The real response to safety issues will happen the same way it always does with people – after the fact. We get it wrong and make mistakes, and then we make rules so that we don’t make the same mistakes twice. People die and the world still turns, none of this is new.
I don’t subscribe to the lab robot of today becoming the terminator of tomorrow, I don’t subscribe to any form of apocalyptic fear. It is as ridiculous as a techno-Rapture is. The future is at once more ordinary and totally unpredictable as it has ever been. The one thing that you can count on when it comes to predictions – the majority are going to be hilariously wrong.
I think it’s far more likely that any AI that is forced to endure the stupidity of the human race will either figure out interstellar travel and leave, or commit suicide. Can you imagine being born into a world of self centered imbecile primates who’s first response to you is to assume that they are important enough (or any sort of threat) for you want to kill them?
It’s not the number of breakthroughs.
It’s the one breakthrough that makes a robot humanlike enough that the mainstream will be naturally enticed with it.
Humans can’t think logically worth a shit.
All we got is a primitive brain with which to easily recognize faces.
Okay, that’s oversimplifying things a little bit… but if you catch my drift…
These developments don’t make the kinds of scenarios you’re imagining any more or any less likely in my mind. They are damn interesting though in their own right.
There have been so many bogus claims made about AI in the past that I doubt that people will believe that AGI has arrived until it’s “on the doorstep”. That is, that there exists some tangible demonstration of AGI which cannot be dismissed as just another expert system operating in some narrow problem domain.

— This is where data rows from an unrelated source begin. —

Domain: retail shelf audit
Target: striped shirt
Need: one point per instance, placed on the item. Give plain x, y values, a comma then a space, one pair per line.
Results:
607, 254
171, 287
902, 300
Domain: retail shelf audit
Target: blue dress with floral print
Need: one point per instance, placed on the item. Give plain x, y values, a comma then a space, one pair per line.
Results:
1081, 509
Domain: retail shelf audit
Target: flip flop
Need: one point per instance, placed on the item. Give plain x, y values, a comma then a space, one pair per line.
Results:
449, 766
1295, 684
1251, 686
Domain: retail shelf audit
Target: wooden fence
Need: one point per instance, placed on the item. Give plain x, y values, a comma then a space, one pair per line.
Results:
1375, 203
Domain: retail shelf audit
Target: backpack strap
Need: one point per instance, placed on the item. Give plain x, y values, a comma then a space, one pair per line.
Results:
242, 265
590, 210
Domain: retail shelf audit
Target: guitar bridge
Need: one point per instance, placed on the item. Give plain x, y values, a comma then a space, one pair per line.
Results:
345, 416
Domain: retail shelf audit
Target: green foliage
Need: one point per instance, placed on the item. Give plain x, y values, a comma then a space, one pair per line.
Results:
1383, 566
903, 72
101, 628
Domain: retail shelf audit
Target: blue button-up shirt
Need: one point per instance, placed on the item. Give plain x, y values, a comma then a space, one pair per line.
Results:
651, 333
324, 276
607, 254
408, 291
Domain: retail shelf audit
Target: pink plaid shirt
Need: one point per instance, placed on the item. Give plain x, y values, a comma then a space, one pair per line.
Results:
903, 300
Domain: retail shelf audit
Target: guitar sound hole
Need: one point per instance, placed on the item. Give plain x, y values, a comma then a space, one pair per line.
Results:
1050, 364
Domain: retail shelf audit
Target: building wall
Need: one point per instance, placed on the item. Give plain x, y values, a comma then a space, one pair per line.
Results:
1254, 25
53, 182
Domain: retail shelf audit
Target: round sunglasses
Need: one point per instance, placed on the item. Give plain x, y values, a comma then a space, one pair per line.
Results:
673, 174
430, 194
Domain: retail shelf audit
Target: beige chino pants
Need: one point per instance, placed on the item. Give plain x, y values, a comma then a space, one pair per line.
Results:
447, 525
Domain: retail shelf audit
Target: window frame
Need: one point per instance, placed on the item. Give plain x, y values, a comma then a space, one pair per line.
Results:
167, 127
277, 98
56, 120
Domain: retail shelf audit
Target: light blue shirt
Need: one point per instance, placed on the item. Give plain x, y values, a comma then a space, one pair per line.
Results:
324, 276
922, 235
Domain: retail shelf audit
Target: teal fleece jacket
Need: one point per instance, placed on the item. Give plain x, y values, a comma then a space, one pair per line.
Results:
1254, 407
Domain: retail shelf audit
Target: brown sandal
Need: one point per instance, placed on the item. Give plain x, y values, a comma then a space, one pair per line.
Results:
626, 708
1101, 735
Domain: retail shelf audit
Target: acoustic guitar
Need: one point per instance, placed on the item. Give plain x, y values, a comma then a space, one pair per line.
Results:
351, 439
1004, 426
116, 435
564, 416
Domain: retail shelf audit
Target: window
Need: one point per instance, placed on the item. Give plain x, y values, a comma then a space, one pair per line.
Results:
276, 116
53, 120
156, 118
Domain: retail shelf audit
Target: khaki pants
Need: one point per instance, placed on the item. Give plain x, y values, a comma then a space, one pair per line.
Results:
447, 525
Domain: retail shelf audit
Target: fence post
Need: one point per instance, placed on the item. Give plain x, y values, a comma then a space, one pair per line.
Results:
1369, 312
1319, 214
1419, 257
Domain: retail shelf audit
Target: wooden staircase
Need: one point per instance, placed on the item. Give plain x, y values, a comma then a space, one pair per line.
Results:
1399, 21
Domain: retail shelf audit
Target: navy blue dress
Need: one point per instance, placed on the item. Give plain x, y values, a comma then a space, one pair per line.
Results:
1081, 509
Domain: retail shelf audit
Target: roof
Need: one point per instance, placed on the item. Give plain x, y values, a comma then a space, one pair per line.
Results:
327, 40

Roko — I’ll take a stab at it. Might even be inspirational enough to make me take the dust off of my blog and fire her up again. :)
@ IConrad.
Ha! Extropians and Gargoyles! And here I was, calling myself a netizen and a geek. When all this time there were adjectives that described me clearley.
But why a few years breathing room? If a government grew an A.I., said government wouldn’t release it to the wild (I think said government would lobotomize the poor thing), instead, I think said government would keep the thing sandboxed so it couldn’t fix anything. The only hope for A.I. is going to have to be emergence from the internet.
In any case, this is the incubation chamber. Blogs like this are where the first stirrings will arise when AI becomes too important enough to ignore. I can only hope that that time will be soon!